Filipinho é um dos principais expoentes da chamada Brazilian Storm (ou “Tempestade Brasileira”), como é chamada a atual e promissora geração do surf brasileiro. Ela tem Gabriel Medina como maior nome, Adriano de Souza como o mais experiente, e Miguel Pupo, Jadson André, Ítalo Ferreira e Wiggolly Dantas como excelentes valores. Dos quatro semifinalistas na Gold Coast, três eram brasileiros (Pupo, Toledo e Souza). Deles, só o caçula sobreviveu. Isto espantou. O site da WSL, por exemplo, classificou como “expressiva” a vitória de Filipinho na Austrália. “Você ainda está impressionado?”, perguntava a manchete da publicação, ainda atônita com o triunfo do jovem.

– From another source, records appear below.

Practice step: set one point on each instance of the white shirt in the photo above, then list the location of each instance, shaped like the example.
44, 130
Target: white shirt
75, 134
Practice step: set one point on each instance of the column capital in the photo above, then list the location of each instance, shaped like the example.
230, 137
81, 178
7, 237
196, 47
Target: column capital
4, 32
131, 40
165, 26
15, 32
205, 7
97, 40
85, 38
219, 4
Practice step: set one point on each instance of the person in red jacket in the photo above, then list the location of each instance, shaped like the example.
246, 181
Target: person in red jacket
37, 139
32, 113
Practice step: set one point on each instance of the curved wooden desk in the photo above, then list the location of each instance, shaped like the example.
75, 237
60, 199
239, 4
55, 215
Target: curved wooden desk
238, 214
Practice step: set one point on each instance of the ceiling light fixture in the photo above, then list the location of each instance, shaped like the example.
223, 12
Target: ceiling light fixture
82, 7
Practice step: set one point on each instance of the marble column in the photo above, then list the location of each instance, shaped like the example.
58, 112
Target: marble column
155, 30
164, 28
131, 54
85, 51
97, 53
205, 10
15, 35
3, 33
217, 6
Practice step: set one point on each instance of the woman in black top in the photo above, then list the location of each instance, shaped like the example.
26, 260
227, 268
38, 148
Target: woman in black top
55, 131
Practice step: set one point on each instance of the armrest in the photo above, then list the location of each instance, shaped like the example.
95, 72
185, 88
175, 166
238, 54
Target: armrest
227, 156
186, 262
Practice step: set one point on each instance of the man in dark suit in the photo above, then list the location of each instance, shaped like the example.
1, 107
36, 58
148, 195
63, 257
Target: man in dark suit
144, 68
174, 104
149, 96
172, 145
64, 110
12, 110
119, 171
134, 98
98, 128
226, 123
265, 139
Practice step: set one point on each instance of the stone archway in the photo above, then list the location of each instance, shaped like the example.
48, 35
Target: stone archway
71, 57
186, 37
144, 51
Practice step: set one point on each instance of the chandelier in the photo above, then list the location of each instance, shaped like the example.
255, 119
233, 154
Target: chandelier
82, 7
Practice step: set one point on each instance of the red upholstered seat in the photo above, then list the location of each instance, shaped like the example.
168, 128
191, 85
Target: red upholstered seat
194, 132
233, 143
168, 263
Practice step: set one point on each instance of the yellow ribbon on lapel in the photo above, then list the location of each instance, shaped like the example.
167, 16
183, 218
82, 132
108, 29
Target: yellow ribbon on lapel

Quem acompanha a carreira do jovem, contudo, sabe que não… a vitória dele na Gold Coast não é tão surpreendente assim. Filipinho está em franca evolução na ainda curta carreira e pode fazer verdadeiros estragos na elite mundial daqui a alguns anos. O brasileiro foi o 17º colocado no WCT do ano passado e terminou 2014 como líder do ranking da WQS – espécie de categoria de acesso do surfe. A participação na WSL de 2015 é apenas a terceira da carreira do ubatubense, que ingressou entre os “gigantes” do esporte com somente 17 anos – ele foi 15º colocado em 2013.